Who Is Portfolio Recovery Associates? Why Are They Calling Me?

122 CFPB complaints on record for Portfolio Recovery Associates, most commonly for attempts to collect debt not owed.

Portfolio Recovery Associates (PRA) doesn’t lend money — it buys old, charged-off debt from banks and card issuers for pennies on the dollar, then tries to collect the full balance itself. PRA is a subsidiary of Encore Capital Group, one of the two largest debt buyers in the U.S. (the other being Encore’s main competitor, Midland Credit Management/Resurgent). If PRA is contacting you, it almost always means your original lender — a credit card issuer, most commonly — sold your account after you stopped paying, and PRA is now the one trying to collect on it, not the company you originally borrowed from.

Will Portfolio Recovery Associates sue me?

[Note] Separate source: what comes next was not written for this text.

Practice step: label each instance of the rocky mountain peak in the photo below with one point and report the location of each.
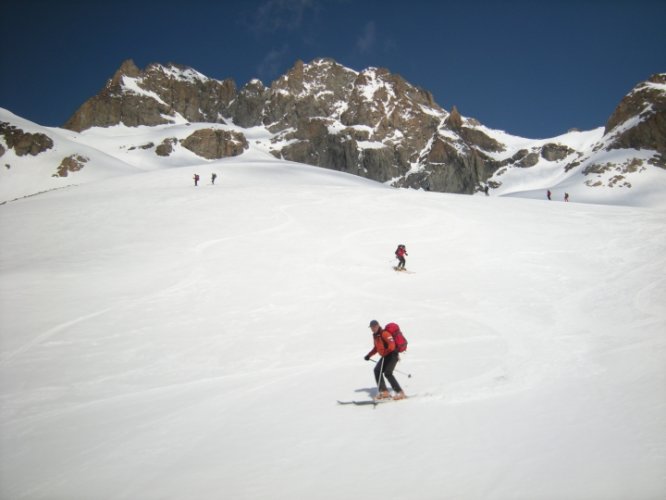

PRA is one of the more litigation-heavy debt buyers in the industry — it files lawsuits over unpaid balances more readily than many collectors that rely mainly on calls and letters. That doesn’t mean a suit is guaranteed, but if PRA has been contacting you about a balance and communication has stopped, a filed lawsuit is a realistic next step, not a remote one. If you’ve already been served, see what to do after a lawsuit summons — the deadline to respond matters more than anything else at that stage, including whether you think the debt is legitimate.

Will they negotiate or settle?

Yes — like most debt buyers, PRA generally prefers a negotiated settlement over the time and cost of pursuing a judgment through court, especially pre-lawsuit or before a judgment is entered. What a realistic settlement looks like and what it costs you in credit score and tax terms is the same math regardless of which debt buyer holds your account — see how much debt settlement actually costs before agreeing to a number over the phone.

Can they actually prove they own my debt?

Because accounts often change hands more than once before reaching a buyer like PRA, being able to prove clean chain-of-title to your specific account — not just that they bought a portfolio of debt like yours — is a real legal requirement, and a common point of dispute if a case reaches court. This is worth raising if you’re sued, not something to assume away because the calls sound confident.